English · Español

Lab 02 — Drift detection (KL + PSI on the verb-token distribution)¶

Goal: implement scripts/mlops/drift.py and demonstrate it trips on a known shift of the verb-token distribution.

Estimated time: 3–4 hours.

Prereq: lab 00 done; the Phase 12 verb-corpus + its training token histogram are accessible via DVC.

What you produce¶

experiments/38-drift-detection/ containing:

inject.py — script that constructs the synthetic shift over the verb grid.
measure.py — computes KL and PSI on baseline and shifted distributions.
results.json — KL/PSI at varying perturbation levels, plus per-bucket grid-PSI.
sensitivity.png — KL & PSI vs perturbation magnitude (matplotlib).
manifest.json.
README.md.

The scenario¶

You have:

\(P\) = the Phase 12 training-token histogram for the verb corpus (around 2,000 tokens after BPE; counts summing to a few million).
\(P_{\text{grid}}\) = the training-time (tense × person) cell-frequency table (5 × 3 = 15 cells).
\(Q_0\) = a clean live-traffic sample from the same distribution (1,000 tokens drawn from \(P\)).
\(Q_\rho\) = a shifted sample: 1,000 tokens, of which a fraction \(\rho \in \{0, 0.05, 0.10, 0.15, 0.25, 0.50\}\) have been replaced with tokens from a shifted tense regime (e.g., when training was present-simple-heavy, the perturbed sample is past-participle-heavy).

Compute KL and PSI (both token-PSI and grid-PSI) for \(P\) vs each \(Q_\rho\). Confirm the metrics rise monotonically with \(\rho\) and cross the documented thresholds (PSI 0.10, 0.25) at sensible \(\rho\) values.

TODOs¶

Block A — assemble \(P\) and \(P_{\text{grid}}\)¶

dvc pull data/processed/train.jsonl.dvc to fetch the Phase 12 corpus.
Tokenize with the Phase 11 BPE tokenizer. Build a length-\(|V|\) count vector P_counts and normalize to a probability vector P (with \(\alpha = 10^{-6}\) smoothing per theory/03).
Build P_grid: a 5 × 3 = 15-cell frequency table classifying each sentence in the corpus by its primary verb tense and person. (Use the labels in the corpus manifest — gen_corpus.py from Phase 12 emits these.)
Persist P as baseline_histogram.json and P_grid as baseline_grid.json in the experiment directory. They will be re-used by Phase 39.

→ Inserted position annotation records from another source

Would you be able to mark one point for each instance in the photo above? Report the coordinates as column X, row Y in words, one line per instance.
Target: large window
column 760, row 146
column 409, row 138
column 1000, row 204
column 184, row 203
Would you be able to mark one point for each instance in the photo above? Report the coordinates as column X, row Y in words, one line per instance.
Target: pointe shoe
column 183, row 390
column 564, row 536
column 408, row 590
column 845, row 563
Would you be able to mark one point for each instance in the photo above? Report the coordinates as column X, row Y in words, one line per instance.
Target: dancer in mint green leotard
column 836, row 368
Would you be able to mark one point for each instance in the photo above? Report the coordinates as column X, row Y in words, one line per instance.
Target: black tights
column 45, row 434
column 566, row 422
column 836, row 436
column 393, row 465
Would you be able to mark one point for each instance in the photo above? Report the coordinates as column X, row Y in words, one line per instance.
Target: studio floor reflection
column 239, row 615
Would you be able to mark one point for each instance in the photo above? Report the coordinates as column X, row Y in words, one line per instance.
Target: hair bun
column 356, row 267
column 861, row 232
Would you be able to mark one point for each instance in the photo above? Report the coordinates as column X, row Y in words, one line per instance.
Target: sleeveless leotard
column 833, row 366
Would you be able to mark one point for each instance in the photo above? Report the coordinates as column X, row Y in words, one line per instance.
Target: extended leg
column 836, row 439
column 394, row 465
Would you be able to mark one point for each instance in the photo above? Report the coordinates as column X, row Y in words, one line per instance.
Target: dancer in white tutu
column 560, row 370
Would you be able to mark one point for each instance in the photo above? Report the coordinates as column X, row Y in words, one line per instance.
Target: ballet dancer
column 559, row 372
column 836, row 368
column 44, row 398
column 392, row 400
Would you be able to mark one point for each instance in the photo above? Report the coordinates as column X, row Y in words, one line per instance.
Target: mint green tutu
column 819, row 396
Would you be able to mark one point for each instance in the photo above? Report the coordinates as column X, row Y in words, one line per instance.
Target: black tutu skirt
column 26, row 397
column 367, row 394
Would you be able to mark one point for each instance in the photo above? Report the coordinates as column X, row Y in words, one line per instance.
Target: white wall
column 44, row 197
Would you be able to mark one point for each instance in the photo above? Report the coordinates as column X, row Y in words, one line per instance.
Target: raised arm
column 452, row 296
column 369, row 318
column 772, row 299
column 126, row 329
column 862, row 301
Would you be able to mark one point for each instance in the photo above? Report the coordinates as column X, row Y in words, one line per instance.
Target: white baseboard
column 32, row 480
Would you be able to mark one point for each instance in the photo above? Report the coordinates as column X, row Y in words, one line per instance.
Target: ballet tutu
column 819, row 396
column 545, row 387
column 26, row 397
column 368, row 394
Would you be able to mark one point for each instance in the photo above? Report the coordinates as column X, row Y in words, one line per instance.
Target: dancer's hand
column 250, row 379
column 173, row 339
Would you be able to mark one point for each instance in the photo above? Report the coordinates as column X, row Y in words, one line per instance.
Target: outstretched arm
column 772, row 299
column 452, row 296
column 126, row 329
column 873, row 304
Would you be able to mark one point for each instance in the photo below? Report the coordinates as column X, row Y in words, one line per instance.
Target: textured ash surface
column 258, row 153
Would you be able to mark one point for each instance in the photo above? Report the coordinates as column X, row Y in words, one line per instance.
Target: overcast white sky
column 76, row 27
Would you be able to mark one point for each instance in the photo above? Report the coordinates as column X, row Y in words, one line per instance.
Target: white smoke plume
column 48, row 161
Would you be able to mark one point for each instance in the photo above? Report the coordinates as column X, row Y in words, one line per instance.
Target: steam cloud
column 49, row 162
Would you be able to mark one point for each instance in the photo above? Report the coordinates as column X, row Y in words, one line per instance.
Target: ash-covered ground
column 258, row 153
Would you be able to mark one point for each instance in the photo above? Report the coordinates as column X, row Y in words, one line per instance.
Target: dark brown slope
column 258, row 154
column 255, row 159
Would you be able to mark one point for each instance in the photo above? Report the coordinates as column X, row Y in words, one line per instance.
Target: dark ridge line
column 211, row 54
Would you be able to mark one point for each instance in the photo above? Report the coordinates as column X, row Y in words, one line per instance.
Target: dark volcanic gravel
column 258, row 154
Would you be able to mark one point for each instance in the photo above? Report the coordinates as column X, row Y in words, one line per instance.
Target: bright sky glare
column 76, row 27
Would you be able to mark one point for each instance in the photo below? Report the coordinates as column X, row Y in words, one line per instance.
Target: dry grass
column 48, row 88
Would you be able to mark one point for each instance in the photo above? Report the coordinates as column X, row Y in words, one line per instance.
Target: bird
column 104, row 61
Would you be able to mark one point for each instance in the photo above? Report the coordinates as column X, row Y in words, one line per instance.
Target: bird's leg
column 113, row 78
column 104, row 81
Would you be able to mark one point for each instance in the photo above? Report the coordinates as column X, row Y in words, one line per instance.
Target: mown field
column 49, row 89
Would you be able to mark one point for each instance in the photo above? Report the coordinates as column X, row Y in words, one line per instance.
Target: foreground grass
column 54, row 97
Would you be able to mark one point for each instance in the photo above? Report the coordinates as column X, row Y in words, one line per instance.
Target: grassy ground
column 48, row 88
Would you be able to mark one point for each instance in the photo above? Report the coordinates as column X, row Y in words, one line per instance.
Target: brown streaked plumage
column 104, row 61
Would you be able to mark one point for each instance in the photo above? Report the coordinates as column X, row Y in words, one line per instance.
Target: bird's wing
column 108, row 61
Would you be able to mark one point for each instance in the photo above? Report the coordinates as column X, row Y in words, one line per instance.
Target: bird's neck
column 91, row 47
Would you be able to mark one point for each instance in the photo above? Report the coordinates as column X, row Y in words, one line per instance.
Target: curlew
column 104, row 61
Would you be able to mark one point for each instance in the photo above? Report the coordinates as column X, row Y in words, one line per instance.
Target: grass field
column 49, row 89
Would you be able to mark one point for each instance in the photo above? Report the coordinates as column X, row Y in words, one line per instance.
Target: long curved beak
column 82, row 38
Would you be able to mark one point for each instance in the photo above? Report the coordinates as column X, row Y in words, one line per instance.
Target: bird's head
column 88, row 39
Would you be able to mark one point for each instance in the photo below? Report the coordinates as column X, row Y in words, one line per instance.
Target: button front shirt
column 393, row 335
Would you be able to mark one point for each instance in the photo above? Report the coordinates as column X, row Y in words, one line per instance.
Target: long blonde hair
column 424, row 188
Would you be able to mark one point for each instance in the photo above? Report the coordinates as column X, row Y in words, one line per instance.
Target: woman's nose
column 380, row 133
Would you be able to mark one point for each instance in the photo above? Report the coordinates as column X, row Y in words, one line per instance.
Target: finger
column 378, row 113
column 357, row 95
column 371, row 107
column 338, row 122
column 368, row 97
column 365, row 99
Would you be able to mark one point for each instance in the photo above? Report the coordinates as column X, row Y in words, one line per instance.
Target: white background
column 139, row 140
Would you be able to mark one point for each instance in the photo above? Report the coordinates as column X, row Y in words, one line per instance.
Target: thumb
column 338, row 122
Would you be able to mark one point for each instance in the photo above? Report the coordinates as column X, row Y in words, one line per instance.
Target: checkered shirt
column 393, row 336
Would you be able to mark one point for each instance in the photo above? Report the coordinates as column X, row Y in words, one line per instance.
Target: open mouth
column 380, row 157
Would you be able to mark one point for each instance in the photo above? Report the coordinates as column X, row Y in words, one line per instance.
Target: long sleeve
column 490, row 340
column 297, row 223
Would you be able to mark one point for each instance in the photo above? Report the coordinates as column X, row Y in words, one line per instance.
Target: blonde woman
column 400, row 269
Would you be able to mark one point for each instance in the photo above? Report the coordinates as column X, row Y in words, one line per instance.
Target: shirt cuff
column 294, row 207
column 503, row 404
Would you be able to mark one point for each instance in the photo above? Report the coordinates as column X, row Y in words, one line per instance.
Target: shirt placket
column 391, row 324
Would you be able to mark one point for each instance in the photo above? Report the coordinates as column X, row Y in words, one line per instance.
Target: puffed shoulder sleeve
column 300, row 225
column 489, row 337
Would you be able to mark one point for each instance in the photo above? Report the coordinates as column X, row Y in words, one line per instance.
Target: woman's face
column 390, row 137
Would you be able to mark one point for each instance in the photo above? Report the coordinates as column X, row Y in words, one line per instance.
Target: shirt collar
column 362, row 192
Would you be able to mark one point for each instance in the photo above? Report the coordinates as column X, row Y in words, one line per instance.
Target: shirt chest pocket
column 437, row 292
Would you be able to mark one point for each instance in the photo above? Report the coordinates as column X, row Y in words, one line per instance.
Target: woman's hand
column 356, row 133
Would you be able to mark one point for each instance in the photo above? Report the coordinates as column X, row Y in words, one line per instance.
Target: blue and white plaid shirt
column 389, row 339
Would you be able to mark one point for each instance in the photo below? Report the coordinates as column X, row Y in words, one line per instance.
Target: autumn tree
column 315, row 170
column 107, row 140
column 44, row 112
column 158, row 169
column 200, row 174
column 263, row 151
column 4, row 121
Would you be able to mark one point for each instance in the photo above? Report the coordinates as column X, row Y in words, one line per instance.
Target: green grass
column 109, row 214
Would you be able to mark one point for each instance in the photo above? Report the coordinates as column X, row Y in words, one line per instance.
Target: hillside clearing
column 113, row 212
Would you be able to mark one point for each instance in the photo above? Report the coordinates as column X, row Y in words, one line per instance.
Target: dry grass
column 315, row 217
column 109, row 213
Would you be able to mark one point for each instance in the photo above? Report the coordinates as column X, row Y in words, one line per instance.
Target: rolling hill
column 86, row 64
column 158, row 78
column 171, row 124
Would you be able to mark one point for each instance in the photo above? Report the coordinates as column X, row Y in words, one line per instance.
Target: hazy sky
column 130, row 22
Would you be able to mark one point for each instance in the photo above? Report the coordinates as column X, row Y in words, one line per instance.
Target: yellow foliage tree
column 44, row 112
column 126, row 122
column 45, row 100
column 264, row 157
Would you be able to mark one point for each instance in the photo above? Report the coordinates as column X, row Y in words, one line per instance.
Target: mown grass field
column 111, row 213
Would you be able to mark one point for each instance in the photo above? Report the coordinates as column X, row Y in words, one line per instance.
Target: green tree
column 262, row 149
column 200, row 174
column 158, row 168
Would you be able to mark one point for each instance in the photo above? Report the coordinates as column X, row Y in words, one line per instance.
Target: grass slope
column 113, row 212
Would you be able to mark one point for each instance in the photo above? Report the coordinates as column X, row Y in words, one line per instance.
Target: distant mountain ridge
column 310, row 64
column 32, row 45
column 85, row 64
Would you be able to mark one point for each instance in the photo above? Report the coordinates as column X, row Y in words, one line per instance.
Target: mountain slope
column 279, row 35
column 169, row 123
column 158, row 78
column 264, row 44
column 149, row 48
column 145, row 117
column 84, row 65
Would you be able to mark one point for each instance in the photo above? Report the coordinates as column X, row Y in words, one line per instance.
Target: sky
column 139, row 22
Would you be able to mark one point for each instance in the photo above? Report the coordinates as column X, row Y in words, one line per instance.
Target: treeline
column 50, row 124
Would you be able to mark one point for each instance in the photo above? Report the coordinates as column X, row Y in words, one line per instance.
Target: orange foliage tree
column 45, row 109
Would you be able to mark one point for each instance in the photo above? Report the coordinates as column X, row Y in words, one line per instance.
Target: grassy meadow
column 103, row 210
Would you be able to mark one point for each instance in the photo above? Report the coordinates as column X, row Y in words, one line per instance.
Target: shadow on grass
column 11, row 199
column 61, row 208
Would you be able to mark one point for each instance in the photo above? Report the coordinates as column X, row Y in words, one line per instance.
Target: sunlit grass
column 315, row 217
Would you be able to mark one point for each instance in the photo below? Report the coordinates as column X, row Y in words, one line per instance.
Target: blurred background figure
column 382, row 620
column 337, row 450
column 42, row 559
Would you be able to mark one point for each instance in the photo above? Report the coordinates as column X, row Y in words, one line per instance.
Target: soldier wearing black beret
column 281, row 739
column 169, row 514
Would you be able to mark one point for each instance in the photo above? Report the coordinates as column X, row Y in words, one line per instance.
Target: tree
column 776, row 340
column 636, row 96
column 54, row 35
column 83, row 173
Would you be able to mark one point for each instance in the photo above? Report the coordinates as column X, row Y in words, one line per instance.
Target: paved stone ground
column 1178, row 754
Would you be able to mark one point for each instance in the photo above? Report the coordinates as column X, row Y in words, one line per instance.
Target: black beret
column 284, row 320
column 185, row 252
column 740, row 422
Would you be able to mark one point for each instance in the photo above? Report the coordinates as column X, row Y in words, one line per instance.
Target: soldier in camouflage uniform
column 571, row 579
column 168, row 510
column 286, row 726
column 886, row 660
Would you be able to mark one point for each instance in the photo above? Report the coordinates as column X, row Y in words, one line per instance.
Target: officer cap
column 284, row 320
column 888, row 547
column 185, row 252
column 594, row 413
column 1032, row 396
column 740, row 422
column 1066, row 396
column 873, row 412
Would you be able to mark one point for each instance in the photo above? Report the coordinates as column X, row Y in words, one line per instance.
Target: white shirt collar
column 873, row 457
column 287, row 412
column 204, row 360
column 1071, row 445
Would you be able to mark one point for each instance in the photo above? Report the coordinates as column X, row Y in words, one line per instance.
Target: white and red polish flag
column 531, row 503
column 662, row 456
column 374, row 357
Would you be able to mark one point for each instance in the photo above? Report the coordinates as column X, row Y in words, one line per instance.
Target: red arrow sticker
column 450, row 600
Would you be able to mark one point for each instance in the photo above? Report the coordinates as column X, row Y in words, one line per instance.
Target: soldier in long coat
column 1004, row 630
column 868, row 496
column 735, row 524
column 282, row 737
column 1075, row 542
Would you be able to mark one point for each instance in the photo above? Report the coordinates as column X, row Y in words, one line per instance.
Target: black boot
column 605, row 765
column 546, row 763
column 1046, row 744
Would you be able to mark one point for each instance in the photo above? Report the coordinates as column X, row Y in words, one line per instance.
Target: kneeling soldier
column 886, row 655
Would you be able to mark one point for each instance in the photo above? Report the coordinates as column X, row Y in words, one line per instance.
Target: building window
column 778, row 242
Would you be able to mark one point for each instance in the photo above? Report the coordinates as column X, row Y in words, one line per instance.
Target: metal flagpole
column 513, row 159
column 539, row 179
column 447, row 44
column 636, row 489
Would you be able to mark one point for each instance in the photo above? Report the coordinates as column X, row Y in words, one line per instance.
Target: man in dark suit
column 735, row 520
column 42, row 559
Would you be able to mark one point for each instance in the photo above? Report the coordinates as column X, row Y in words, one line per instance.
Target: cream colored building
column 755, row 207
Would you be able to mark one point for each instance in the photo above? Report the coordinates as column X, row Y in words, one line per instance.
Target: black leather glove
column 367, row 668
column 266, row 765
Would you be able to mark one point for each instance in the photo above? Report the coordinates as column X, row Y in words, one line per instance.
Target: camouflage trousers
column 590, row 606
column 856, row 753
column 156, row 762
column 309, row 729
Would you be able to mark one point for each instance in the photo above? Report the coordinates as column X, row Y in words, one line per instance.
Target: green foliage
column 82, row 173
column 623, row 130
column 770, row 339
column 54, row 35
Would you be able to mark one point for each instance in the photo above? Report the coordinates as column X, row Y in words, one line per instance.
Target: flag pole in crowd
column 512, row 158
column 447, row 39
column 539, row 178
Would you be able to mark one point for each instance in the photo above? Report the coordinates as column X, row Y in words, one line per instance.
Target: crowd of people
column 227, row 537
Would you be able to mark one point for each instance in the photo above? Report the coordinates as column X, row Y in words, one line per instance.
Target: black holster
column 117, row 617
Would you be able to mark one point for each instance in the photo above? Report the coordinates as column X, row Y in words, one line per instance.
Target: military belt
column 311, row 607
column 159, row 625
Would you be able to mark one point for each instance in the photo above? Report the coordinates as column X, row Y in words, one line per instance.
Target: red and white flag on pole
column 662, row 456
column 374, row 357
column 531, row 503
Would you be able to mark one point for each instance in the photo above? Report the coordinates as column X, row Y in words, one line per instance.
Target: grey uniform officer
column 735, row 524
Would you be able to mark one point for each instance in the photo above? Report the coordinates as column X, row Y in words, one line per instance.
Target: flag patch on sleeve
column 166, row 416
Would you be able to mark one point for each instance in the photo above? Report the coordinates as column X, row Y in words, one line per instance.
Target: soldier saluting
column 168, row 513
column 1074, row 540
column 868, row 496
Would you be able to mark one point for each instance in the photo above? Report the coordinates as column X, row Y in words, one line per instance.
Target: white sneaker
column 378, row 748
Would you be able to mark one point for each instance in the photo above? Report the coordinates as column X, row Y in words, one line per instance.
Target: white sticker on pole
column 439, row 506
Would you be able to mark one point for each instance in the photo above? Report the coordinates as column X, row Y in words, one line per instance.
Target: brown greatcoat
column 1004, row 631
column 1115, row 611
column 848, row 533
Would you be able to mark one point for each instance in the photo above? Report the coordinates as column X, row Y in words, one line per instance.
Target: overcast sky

Block B — construct \(Q_\rho\)¶

Sample 1,000 tokens from \(P\) → that's \(Q_0\).
Construct an OOD distribution R over the same vocabulary, biased toward tokens associated with a shifted tense (e.g., past-participle suffixes -ed, -en, plus the irregular past participles gone, been, done, written, seen, come, eaten). If the training distribution was present-simple-heavy, this R simulates a sudden influx of past-participle queries.
For each \(\rho\), build \(Q_\rho\): a 1,000-token sample where each position is independently drawn from \(P\) with probability \(1-\rho\) and from \(R\) with probability \(\rho\).
Similarly construct a Q_grid_\rho per perturbation level: a 15-cell histogram where past-participle cells receive \(\rho\) extra mass.
Persist each \(Q_\rho\) as q_rho_<rho>.json.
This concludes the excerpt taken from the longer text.